We get busy, and we are naturally forgetful, especially about people we never met and places we never visited.
Many of us drive past memorial parks and don’t realize what they are or what they mean. Trees planted to remember fallen soldiers grow old and die; few remember why they were planted in the first place. We drive on streets named for heroes, though few have any idea who they were, or what they fought for.
This fall, it will be 100 years since Francisco Lemos, Sidney Baker and Earl Garrett died in France, all Kerr County men who died in World War I. The three were honored with streets named in their memory because they had fallen in battle. People don’t realize an additional 16 young soldiers from Kerr County also died during World War I; most died from influenza, during the great pandemic that swept the world in 1917-18. They volunteered, trained, and, in many cases, traveled to France when illness struck. They were heroes, too.
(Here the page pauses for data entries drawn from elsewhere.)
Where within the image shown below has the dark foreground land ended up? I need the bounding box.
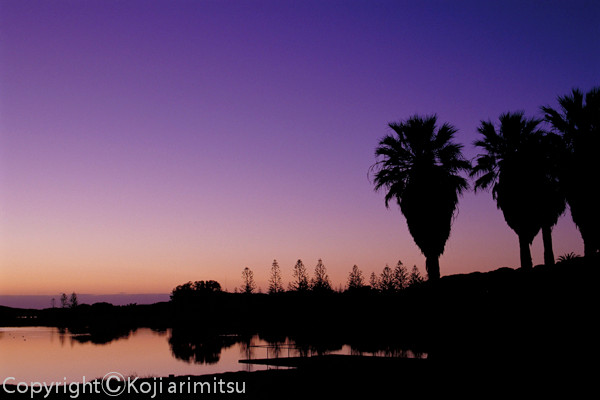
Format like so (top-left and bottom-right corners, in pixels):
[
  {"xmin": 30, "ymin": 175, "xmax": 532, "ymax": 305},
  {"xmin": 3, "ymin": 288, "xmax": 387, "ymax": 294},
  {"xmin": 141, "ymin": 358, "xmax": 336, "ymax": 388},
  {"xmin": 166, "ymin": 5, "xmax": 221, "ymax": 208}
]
[{"xmin": 0, "ymin": 259, "xmax": 600, "ymax": 398}]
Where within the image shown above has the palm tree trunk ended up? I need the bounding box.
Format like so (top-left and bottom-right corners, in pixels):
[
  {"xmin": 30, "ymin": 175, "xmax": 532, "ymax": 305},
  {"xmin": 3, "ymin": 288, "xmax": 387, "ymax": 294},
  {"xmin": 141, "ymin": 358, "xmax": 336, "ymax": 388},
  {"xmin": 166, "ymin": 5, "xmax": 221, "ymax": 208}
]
[
  {"xmin": 519, "ymin": 235, "xmax": 533, "ymax": 269},
  {"xmin": 542, "ymin": 226, "xmax": 554, "ymax": 265},
  {"xmin": 425, "ymin": 256, "xmax": 440, "ymax": 281}
]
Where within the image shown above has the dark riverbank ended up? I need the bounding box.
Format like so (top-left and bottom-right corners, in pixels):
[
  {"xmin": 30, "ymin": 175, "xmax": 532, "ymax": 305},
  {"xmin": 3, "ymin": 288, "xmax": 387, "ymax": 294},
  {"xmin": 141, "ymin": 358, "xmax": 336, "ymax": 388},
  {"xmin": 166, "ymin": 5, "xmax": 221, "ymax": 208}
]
[{"xmin": 0, "ymin": 259, "xmax": 600, "ymax": 398}]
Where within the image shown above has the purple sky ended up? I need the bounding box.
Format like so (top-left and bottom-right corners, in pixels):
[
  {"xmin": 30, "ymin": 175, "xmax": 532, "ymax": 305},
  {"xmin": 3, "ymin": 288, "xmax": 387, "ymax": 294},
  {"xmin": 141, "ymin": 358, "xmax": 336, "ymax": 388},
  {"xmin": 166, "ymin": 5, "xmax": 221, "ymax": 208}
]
[{"xmin": 0, "ymin": 0, "xmax": 600, "ymax": 294}]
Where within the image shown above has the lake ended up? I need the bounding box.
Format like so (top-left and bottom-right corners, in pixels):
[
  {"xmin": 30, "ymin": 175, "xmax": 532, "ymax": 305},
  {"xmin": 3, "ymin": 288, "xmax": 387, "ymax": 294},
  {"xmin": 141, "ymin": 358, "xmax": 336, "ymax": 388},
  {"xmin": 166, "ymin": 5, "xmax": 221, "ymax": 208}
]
[{"xmin": 0, "ymin": 327, "xmax": 426, "ymax": 383}]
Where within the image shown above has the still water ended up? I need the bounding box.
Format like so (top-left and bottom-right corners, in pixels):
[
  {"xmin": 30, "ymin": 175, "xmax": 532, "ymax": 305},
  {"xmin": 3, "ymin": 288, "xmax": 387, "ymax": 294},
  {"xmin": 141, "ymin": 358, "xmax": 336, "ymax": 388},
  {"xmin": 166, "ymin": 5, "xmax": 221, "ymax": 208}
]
[{"xmin": 0, "ymin": 327, "xmax": 423, "ymax": 383}]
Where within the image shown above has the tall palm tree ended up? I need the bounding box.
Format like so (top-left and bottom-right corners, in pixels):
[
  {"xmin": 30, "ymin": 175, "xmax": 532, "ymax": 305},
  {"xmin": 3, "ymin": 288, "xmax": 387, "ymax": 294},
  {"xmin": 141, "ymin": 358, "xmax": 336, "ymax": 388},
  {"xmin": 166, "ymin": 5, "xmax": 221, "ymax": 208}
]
[
  {"xmin": 542, "ymin": 87, "xmax": 600, "ymax": 257},
  {"xmin": 471, "ymin": 112, "xmax": 558, "ymax": 269},
  {"xmin": 371, "ymin": 115, "xmax": 471, "ymax": 280}
]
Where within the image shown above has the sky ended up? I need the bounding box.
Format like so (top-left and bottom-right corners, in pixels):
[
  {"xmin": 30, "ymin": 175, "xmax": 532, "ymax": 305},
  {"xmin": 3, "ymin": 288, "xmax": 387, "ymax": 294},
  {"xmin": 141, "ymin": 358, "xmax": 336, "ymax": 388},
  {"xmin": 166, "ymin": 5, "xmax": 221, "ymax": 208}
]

The Kerr County War Memorial, on the courthouse square, lists 48 names of Kerr County men who died in World War II.
Six names of Kerr County men are listed as lost during the Korean War.
It’s been 50 years since Robert Glen Chenault died in Quang Nam, Vietnam, one of the 12 Kerr County men who died in that war. I knew Glen Chenault. His parents and my parents were friends, and I spent time with Glen, both at our print shop and at our two homes. I was only 6 when he died, but I have fond memories of him.
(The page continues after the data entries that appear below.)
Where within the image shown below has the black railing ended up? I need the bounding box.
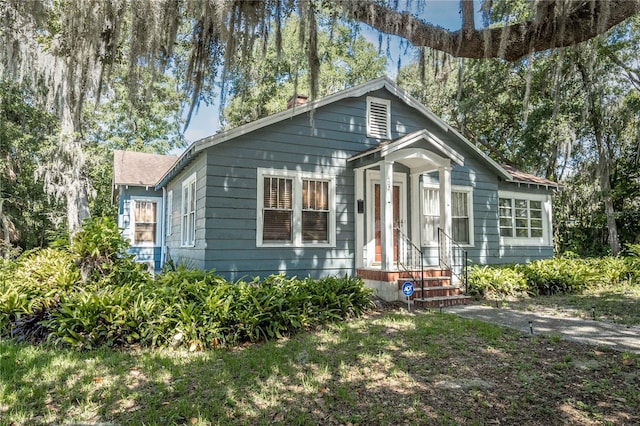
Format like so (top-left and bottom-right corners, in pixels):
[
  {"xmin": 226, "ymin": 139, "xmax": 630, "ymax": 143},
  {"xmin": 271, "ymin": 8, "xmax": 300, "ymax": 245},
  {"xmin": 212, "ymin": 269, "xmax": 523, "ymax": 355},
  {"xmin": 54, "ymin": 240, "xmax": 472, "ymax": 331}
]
[
  {"xmin": 438, "ymin": 228, "xmax": 469, "ymax": 293},
  {"xmin": 394, "ymin": 224, "xmax": 424, "ymax": 297}
]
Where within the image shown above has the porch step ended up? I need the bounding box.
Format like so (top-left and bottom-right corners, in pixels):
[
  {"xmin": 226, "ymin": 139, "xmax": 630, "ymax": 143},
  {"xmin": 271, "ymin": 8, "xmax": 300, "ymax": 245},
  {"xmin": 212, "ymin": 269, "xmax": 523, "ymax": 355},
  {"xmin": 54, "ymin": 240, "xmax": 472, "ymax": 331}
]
[{"xmin": 413, "ymin": 295, "xmax": 471, "ymax": 308}]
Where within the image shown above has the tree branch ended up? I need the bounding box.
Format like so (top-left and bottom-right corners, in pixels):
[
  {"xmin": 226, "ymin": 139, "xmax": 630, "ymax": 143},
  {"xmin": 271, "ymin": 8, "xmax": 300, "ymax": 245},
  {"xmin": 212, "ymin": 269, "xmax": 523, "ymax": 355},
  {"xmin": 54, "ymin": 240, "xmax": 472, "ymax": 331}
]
[{"xmin": 339, "ymin": 0, "xmax": 640, "ymax": 61}]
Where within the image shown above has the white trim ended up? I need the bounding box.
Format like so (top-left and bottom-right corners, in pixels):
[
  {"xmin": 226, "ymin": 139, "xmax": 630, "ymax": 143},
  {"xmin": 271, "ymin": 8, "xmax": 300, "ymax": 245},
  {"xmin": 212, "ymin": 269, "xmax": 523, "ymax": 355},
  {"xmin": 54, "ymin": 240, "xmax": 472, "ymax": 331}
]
[
  {"xmin": 415, "ymin": 182, "xmax": 475, "ymax": 247},
  {"xmin": 180, "ymin": 172, "xmax": 198, "ymax": 247},
  {"xmin": 498, "ymin": 191, "xmax": 553, "ymax": 247},
  {"xmin": 129, "ymin": 195, "xmax": 162, "ymax": 247},
  {"xmin": 256, "ymin": 167, "xmax": 337, "ymax": 247},
  {"xmin": 366, "ymin": 96, "xmax": 391, "ymax": 140},
  {"xmin": 365, "ymin": 169, "xmax": 407, "ymax": 266}
]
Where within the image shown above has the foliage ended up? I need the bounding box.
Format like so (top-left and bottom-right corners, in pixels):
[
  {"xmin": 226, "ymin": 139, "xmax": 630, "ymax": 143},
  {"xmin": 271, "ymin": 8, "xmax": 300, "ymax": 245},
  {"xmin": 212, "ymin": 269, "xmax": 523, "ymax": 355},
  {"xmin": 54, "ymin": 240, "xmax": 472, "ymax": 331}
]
[
  {"xmin": 467, "ymin": 265, "xmax": 529, "ymax": 298},
  {"xmin": 0, "ymin": 80, "xmax": 64, "ymax": 251},
  {"xmin": 468, "ymin": 255, "xmax": 640, "ymax": 297},
  {"xmin": 223, "ymin": 17, "xmax": 386, "ymax": 127},
  {"xmin": 0, "ymin": 223, "xmax": 371, "ymax": 350}
]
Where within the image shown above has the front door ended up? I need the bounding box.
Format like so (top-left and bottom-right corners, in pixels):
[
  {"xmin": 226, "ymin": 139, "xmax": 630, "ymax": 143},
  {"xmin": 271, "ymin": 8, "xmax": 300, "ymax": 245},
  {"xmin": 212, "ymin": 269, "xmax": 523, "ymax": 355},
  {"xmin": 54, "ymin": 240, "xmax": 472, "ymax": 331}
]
[{"xmin": 373, "ymin": 183, "xmax": 400, "ymax": 263}]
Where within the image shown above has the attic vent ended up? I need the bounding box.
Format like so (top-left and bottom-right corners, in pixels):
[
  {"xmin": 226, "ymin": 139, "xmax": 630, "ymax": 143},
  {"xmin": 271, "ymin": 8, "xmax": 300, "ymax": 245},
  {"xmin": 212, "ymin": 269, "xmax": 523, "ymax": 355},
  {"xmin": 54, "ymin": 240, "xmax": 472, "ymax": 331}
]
[{"xmin": 367, "ymin": 97, "xmax": 391, "ymax": 139}]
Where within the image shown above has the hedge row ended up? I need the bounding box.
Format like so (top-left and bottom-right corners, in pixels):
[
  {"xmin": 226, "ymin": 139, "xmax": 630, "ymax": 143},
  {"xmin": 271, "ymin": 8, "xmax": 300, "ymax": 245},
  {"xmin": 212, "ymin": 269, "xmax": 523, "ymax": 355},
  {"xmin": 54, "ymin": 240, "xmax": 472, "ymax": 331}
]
[
  {"xmin": 468, "ymin": 246, "xmax": 640, "ymax": 297},
  {"xmin": 0, "ymin": 219, "xmax": 372, "ymax": 350}
]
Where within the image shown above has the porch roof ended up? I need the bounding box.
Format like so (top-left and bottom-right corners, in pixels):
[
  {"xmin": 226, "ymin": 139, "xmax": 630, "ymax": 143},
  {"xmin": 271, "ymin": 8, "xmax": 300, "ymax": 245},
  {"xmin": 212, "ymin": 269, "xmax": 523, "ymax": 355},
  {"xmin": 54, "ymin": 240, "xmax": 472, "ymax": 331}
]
[{"xmin": 347, "ymin": 129, "xmax": 464, "ymax": 166}]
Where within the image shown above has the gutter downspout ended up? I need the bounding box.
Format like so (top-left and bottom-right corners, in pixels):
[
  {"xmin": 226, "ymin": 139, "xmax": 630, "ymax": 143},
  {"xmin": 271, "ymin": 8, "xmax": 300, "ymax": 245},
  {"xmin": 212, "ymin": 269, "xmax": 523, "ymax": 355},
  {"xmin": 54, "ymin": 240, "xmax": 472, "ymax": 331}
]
[{"xmin": 160, "ymin": 186, "xmax": 167, "ymax": 268}]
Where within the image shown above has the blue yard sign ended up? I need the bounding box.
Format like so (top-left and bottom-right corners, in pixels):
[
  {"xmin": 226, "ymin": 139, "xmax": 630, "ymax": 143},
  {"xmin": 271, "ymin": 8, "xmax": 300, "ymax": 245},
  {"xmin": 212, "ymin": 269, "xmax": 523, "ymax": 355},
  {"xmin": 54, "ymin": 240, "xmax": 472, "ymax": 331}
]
[
  {"xmin": 402, "ymin": 281, "xmax": 413, "ymax": 297},
  {"xmin": 402, "ymin": 281, "xmax": 413, "ymax": 311}
]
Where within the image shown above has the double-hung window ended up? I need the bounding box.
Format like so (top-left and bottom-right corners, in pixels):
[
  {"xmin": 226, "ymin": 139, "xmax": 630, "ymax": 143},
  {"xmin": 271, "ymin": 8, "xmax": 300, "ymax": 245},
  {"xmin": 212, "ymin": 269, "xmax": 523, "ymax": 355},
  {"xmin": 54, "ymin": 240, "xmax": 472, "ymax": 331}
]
[
  {"xmin": 422, "ymin": 186, "xmax": 473, "ymax": 246},
  {"xmin": 256, "ymin": 169, "xmax": 335, "ymax": 247},
  {"xmin": 133, "ymin": 200, "xmax": 158, "ymax": 245},
  {"xmin": 498, "ymin": 193, "xmax": 550, "ymax": 244},
  {"xmin": 181, "ymin": 173, "xmax": 196, "ymax": 246}
]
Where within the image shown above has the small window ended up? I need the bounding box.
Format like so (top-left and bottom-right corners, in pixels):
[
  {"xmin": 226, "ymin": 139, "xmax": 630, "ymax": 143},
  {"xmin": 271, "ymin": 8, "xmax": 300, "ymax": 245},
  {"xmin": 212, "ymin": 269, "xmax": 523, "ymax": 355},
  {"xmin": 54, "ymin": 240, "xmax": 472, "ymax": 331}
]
[
  {"xmin": 302, "ymin": 179, "xmax": 329, "ymax": 242},
  {"xmin": 451, "ymin": 191, "xmax": 471, "ymax": 244},
  {"xmin": 367, "ymin": 97, "xmax": 391, "ymax": 139},
  {"xmin": 262, "ymin": 177, "xmax": 293, "ymax": 241},
  {"xmin": 422, "ymin": 188, "xmax": 440, "ymax": 245},
  {"xmin": 181, "ymin": 173, "xmax": 196, "ymax": 246},
  {"xmin": 133, "ymin": 200, "xmax": 158, "ymax": 245},
  {"xmin": 499, "ymin": 197, "xmax": 544, "ymax": 238},
  {"xmin": 256, "ymin": 169, "xmax": 335, "ymax": 247}
]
Glen, like so many of the men listed on the memorial, was very young, only 21 when he was killed.
Two other conflicts are listed on the memorial: Operation Enduring Freedom, with the name of one fallen soldier, Jacob Leicht; and Operation Iraqi Freedom, with two — Lawrence Ezell and Cody Orr. All three were born much later than I.
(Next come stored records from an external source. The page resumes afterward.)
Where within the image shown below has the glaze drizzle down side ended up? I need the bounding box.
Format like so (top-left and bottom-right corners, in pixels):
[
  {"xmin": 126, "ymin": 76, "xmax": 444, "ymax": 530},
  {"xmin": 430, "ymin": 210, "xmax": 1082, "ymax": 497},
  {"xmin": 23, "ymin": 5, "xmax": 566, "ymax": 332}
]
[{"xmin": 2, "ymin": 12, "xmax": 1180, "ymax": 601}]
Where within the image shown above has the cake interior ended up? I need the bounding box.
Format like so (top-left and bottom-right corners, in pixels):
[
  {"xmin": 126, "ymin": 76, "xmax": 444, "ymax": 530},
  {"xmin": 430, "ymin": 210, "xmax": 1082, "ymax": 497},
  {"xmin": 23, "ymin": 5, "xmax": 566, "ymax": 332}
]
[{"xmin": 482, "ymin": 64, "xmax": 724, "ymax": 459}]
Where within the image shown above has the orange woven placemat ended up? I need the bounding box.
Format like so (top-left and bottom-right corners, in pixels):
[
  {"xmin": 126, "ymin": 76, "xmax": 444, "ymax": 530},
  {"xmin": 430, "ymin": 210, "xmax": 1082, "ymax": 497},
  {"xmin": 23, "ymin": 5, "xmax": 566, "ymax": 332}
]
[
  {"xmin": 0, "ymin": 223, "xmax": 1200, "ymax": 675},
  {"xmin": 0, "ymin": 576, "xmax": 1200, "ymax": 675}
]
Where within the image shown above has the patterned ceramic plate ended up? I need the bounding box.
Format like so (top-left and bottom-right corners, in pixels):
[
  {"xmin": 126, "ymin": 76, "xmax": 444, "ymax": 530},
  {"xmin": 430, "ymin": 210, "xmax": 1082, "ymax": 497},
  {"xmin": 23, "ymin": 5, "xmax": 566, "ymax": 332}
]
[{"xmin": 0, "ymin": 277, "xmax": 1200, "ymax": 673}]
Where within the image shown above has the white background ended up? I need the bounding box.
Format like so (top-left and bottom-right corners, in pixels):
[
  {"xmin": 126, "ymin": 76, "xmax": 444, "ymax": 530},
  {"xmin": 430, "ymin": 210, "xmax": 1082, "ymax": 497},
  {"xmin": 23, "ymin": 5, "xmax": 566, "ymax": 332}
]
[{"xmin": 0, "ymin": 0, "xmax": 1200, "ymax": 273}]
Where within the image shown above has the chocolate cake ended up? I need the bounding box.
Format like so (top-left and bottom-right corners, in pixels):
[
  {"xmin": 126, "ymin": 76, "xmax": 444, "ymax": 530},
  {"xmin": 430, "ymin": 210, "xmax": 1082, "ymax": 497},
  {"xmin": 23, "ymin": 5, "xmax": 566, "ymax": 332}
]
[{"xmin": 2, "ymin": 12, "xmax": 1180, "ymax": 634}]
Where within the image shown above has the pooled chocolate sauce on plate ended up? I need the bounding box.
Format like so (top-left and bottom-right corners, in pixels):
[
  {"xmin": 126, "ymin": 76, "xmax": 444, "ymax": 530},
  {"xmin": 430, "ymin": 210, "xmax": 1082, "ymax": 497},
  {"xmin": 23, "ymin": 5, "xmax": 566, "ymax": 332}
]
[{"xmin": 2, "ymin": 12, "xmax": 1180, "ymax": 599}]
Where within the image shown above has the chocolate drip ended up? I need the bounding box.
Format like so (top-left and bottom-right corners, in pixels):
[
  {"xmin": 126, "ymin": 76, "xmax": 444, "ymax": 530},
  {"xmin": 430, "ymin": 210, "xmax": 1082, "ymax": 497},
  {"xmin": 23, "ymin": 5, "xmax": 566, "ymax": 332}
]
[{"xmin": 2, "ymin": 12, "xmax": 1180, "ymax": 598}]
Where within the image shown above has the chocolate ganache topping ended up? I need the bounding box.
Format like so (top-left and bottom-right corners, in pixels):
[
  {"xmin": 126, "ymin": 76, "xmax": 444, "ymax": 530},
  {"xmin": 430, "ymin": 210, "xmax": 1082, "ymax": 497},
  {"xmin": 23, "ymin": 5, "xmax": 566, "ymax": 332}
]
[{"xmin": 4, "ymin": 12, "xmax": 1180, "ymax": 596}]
Sadly the renovated war memorial has room for more names and more conflicts, a practical concession to the probability the space will be needed. (The impressive wall of names of Kerr County’s fallen at the Cailloux Theater failed to prepare for that necessity.)
Others from Kerr County fought and died for our country in conflicts preceding World War I, and while their names are not listed on the memorial, they are heroes, too.
If these men could speak to us, what might they say?
It would be my guess they would talk about their homes and how much they missed their families.
Several weeks ago, Bob Schmerbeck, who is related to Earl Garrett, loaned me a notebook of letters Garrett’s family gathered after his death. The packet included letters to Earl Garrett, letters from him and letters from others about him, including from those who were with him when he died.
One month before he died, Earl Garrett wrote his mother, Laura Gill Garrett, a touching letter.
“My dearest Mother,” Garrett wrote. “It will probably be only a note, but I wanted to write you tonight. It may be some time before I can write you again and I do not want to neglect this opportunity.
“Mother, it is a long cry from here to home, but never so close as tonight. And never have I been so conscious of what you have done for me or felt so unworthy of your efforts. I could not write a sad letter even if I wanted to; my temperamental make up would not let me. But I do want you to know before anything might happen that I at least appreciate my mother and my father.
“I am habitually optimistic — of the incurable type, less a considerable portion of confidence in my ability. But the great possibility cannot be ignored.
“With love to all, your son, Earl.”
Earl Garrett was just 24 when he was killed in France.
Until next week, all the best.
Joe Herring Jr. is a Kerrville native who collects historical items from Kerrville and Kerr County.